Sars-CoV-2, mass spectrometry, inflammation, biomarker, proteomics
As more and more people are recovering from SARS-CoV-2 infection, one of the growing concerns is the increasing reports of the post viral fatigue symptoms or ‘long Covid’. This phenomenon is defined as not recovering for several weeks or months following the start of symptoms and whereby patients present with chronic and recurrent fatigue for weeks and even many months after a SARS-CoV-2 infection1,2. Understanding the effects and complications of ‘long Covid’, and then managing it, is the next challenge for public health services. Currently the UK is increasing its testing capacity for virus detection and antibody detection, but there still remains a gap in the understanding and diagnosis of long Covid.
Work has been performed to characterise the inflammatory response to SARS-CoV-2 infection in relation to disease severity.

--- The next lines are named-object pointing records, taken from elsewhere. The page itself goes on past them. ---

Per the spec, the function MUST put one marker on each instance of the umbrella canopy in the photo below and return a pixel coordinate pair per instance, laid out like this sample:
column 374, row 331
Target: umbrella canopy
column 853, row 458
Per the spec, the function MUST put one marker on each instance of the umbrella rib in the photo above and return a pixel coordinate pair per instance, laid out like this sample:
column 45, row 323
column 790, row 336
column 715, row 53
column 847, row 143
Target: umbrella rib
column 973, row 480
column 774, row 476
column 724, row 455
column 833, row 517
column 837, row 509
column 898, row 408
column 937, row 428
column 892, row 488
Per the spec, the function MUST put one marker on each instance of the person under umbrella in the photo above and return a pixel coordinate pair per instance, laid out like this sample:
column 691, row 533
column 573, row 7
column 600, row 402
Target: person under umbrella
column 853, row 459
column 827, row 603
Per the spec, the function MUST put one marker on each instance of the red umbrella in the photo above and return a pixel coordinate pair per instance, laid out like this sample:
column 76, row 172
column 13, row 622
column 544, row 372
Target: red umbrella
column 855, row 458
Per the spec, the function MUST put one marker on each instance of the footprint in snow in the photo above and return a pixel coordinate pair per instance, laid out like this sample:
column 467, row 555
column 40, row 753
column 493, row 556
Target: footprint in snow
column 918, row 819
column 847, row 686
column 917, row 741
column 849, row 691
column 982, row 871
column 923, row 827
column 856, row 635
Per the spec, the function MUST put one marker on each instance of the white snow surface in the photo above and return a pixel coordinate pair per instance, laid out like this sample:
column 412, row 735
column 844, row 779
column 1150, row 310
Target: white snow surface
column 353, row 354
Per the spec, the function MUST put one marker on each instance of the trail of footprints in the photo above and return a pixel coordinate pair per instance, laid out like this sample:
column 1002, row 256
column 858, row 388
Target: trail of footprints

There has been controversy as to whether severity is associated with a hyperinflammatory cytokine storm or failure of host protective immunity that results in unrestrained viral dissemination and organ injury. What has made addressing this question challenging has been the lack of diagnostic tools to evaluate immune function in Covid-19 infections. There are sets of simple but expensive immunoassay panels that are available to look at known key inflammatory proteins such as cytokine panels; however, these only give information on known pathways and limit discovery of novel or less defined inflammatory responses. Targeted proteomics using mass spectrometry to quantitate multiple diagnostic proteins can help address this. Novel assays for virus detection have been already developed using targeted mass spectrometry3,4 but no assays are available to look at the symptoms for the diagnosis or understanding of ‘long Covid’.
From a previous study (unpublished reports) we developed a custom targeted mass spectrometry based assay panel that looks at up to 96 pro- and anti-inflammatory associated proteins (Figure 1a; see Table 1 on protocols.io5). Our hypothesis was long Covid symptoms could be related to a lingering ‘tail’ and an abnormal inflammatory response to an infection, by a type of virus the body has not seen before. We applied this assay to a cohort of samples taken from healthcare workers who had tested positive for SARS-CoV-2 infection by PCR and were either asymptomatic or had only a mild infection. Samples were taken at least 40–45 days post infection and demonstrated a positive antibody test. We compared these with serum from healthcare workers with a negative antibody test, no reported infection and no positive PCR test.
a) Representative overlaid chromatogram of the multiplex inflammation panel. Protein identifiers indicated by name and followed by first three amino acids of the peptide. b) Principle component analysis score plot of 10 SARS-Cov-2 infected patients >40 days post infection and 10 negative controls.
Samples were identified from the Health Research Authority approved project Co-Stars (Great Ormond Street Hospital NHS Trust COSTARS, IRAS 282713, ClinicalTrials.gov Identifier: NCT04380896, registered May 8th 2020) and all participants provided informed written consent.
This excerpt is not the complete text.